Even so, understanding why state Medicaid costs are rising will be critical. If New York’s Medicaid program really were growing at an annualized rate of 17.1 percent at a time of flat enrollment, then the program would urgently require dramatic reform, regardless of federal policy. But as we have seen, spending is rising at a rate of less than 4 percent – far from unreasonable for a program that provides the sole source of long-term care coverage in a state with an aging population. Medicaid spending is growing, but it is not out of control or unsustainable, and policymakers should approach calls for cuts with caution.

Sources

[1] The state is legally required to keep DOH Medicaid spending beneath a set level (the DOH Global Cap). In recent years it has managed this by repeatedly reclassifying DOH Medicaid spending as Mental Hygiene spending, primarily through an accounting mechanism known as the Mental Hygiene Stabilization Fund. In the FY 2026 Executive Budget the state announced a permanent reclassification of $2.3 billion in spending from the Health line to the Mental Hygiene line.

[2] Even accounting for these figures, a 52 percent effective FMAP seems remarkably low. New York’s overall FMAP is 50%, but it receives higher match rates for special populations and services, such as the ACE New Adult Group (90% FMAP) and Community First Choice Option services (56% FMAP). These categories would be expected to raise the overall FMAP above 52 percent. Why, then, is the real figure so low? I suspect that the figure reflects substantial categories of state funding which receive no federal match at all, such as for Medicaid coverage of some categories of undocumented immigrants and unmatched aid to financially distressed providers.

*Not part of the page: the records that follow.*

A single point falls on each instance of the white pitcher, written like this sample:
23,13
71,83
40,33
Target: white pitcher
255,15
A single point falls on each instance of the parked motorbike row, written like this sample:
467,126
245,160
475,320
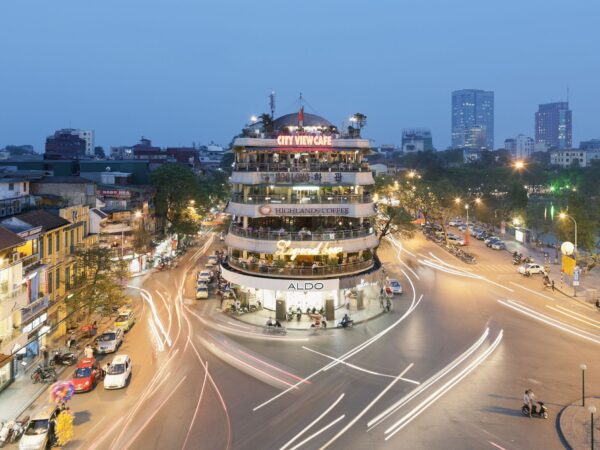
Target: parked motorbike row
12,430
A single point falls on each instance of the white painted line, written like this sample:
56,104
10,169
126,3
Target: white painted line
314,435
391,431
357,367
532,291
367,408
310,425
437,376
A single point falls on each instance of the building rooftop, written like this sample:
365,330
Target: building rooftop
40,217
9,239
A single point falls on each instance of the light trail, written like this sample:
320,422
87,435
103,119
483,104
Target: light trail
574,315
361,369
433,379
395,428
314,435
367,408
551,321
310,425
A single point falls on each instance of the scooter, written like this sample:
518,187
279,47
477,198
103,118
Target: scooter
63,358
18,429
541,412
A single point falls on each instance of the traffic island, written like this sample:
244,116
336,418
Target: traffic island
575,424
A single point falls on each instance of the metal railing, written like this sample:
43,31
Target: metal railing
322,271
301,235
313,167
238,197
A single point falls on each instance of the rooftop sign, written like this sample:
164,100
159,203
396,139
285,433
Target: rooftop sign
301,140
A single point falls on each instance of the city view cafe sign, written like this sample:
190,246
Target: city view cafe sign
304,141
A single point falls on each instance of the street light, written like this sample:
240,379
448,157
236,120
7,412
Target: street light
564,216
592,410
583,368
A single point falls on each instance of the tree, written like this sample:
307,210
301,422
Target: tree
98,282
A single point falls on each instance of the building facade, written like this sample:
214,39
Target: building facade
302,231
553,125
473,119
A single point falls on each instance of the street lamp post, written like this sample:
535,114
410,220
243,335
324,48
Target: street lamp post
563,216
592,410
583,368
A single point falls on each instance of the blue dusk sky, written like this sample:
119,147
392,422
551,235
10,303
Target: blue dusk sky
179,71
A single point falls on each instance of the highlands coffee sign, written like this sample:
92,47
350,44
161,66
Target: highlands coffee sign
304,141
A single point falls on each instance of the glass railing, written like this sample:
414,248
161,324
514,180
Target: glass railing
300,235
309,167
300,199
266,268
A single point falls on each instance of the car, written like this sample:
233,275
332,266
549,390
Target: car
531,269
118,373
125,319
204,276
109,341
86,375
498,245
395,286
36,432
201,291
455,240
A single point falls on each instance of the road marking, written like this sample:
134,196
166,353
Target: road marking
314,435
359,368
368,407
567,313
551,321
310,425
437,376
399,425
532,291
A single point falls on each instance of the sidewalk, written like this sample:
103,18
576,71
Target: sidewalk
22,393
259,318
575,424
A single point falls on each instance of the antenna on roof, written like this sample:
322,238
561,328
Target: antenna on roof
272,103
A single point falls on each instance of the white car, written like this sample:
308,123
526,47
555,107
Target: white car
531,269
118,373
36,432
201,291
109,341
395,286
455,240
204,276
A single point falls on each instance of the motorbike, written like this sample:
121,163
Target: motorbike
5,432
18,429
63,358
541,412
43,375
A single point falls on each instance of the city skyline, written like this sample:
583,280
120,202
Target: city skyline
190,90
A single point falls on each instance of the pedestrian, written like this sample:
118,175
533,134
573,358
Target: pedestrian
45,355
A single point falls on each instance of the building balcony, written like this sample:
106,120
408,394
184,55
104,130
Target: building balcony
324,199
315,178
275,271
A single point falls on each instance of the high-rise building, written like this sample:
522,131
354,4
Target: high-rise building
416,140
553,125
473,119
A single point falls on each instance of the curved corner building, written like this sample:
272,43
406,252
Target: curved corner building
302,231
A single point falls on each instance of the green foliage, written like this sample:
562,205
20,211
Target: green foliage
98,282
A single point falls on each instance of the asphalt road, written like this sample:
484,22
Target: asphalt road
445,369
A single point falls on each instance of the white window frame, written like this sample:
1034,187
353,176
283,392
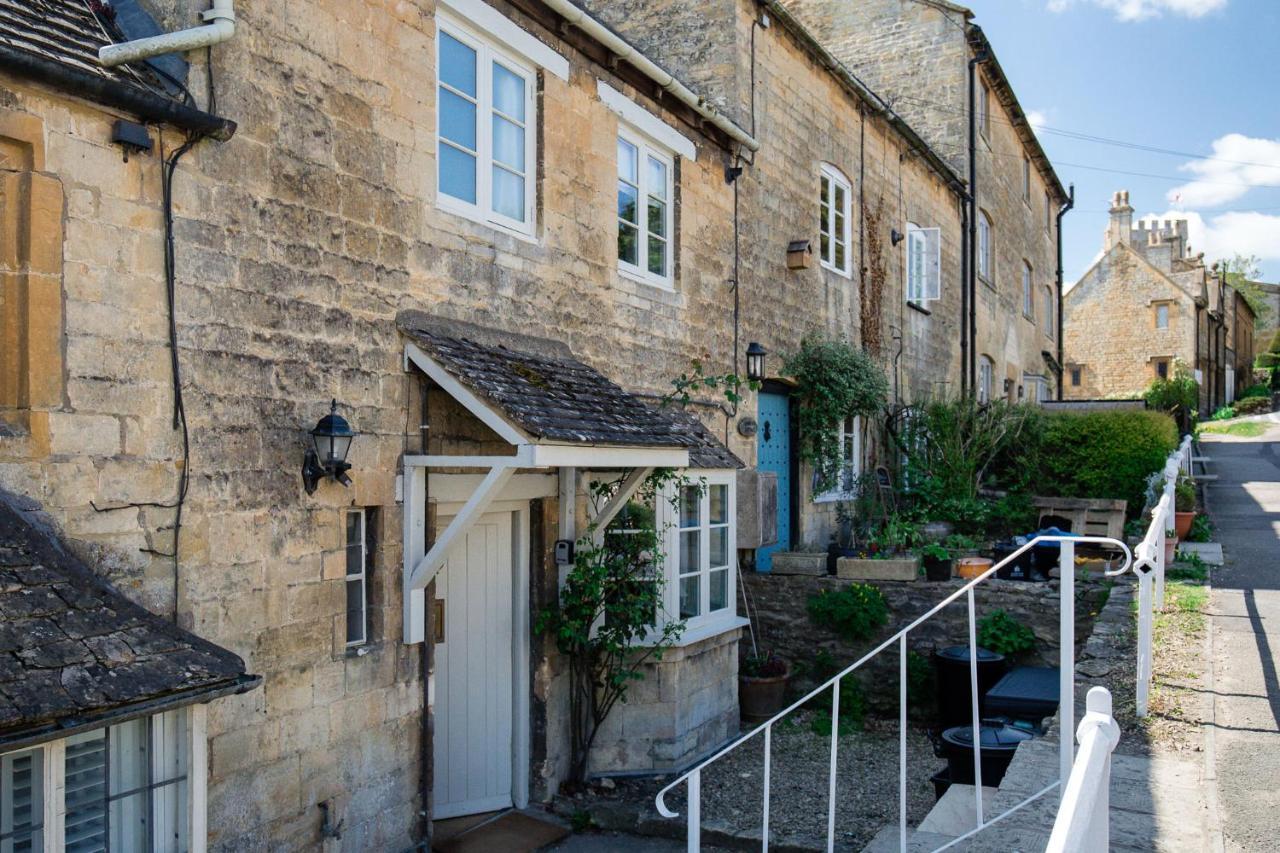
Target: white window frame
645,149
1028,291
850,460
833,178
923,249
54,774
986,256
361,578
986,378
489,51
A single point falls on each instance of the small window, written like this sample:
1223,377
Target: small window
1028,293
923,264
484,131
833,220
357,578
645,186
986,378
984,254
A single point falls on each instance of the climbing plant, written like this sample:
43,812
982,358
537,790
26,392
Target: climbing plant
835,381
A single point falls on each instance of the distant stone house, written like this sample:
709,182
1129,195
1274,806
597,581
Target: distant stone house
492,233
1148,304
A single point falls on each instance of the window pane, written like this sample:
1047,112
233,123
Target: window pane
457,64
508,92
690,506
457,174
629,162
22,801
689,589
690,555
629,243
657,178
657,256
720,503
720,591
508,194
457,119
720,547
629,203
508,144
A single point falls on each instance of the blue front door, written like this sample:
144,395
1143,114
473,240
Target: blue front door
773,454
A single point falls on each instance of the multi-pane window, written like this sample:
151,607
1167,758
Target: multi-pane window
984,259
1028,293
833,220
485,131
705,550
645,186
923,264
124,788
357,578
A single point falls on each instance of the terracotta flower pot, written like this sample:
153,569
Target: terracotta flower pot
762,697
1183,523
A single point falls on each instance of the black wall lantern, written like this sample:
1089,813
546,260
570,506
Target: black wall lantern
328,457
755,361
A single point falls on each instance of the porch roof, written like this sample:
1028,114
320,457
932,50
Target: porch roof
74,653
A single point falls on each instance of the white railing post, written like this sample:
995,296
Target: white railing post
1083,822
1066,655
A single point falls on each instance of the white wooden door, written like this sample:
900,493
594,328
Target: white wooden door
474,682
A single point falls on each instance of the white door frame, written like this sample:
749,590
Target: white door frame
521,735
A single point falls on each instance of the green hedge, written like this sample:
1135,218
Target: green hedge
1104,454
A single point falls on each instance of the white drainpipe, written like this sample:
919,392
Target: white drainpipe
607,37
220,26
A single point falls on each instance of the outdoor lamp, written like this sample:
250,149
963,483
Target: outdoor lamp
328,456
755,361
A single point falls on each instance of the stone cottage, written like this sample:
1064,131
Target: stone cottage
1144,306
467,245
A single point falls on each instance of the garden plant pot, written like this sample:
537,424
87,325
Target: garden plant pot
970,568
1183,523
762,697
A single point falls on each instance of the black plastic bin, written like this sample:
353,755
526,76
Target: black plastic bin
999,743
951,674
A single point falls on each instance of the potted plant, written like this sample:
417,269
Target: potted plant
1184,506
937,561
762,685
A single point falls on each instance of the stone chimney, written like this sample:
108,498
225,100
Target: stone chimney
1120,228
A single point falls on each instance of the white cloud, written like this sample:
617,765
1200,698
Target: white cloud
1143,9
1242,164
1229,233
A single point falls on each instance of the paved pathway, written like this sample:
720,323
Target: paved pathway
1246,630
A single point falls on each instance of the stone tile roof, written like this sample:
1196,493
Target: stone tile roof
73,649
554,397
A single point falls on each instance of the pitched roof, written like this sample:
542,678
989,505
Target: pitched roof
551,396
73,651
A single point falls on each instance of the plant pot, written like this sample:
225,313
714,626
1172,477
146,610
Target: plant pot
936,569
760,697
1183,523
970,568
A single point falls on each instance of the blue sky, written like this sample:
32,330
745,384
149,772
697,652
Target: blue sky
1191,76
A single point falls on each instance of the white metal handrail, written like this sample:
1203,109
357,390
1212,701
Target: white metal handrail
1066,705
1083,822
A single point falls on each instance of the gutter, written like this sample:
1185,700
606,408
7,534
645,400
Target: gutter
112,92
576,17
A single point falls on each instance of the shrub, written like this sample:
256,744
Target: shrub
853,612
1004,634
1104,454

[3] I estimate an effective FMAP on MCO Tax spending of 53.1 percent, using the FY 2026 Executive Budget figures for MCO tax-related state-share spending ($2.632 billion) and all-funds impact ($2.977 billion).

[4] Readers may wonder why the MCO tax has any impact at all on state-share spending – if the whole exercise is just a maneuver to generate more federal reimbursement, shouldn’t it simply increase the federal share of Medicaid, leaving state-share spending unchanged? But this is not quite the right way to think about it. The $3.278 billion in taxes paid by the MCOs is state tax revenue, no different from sales tax.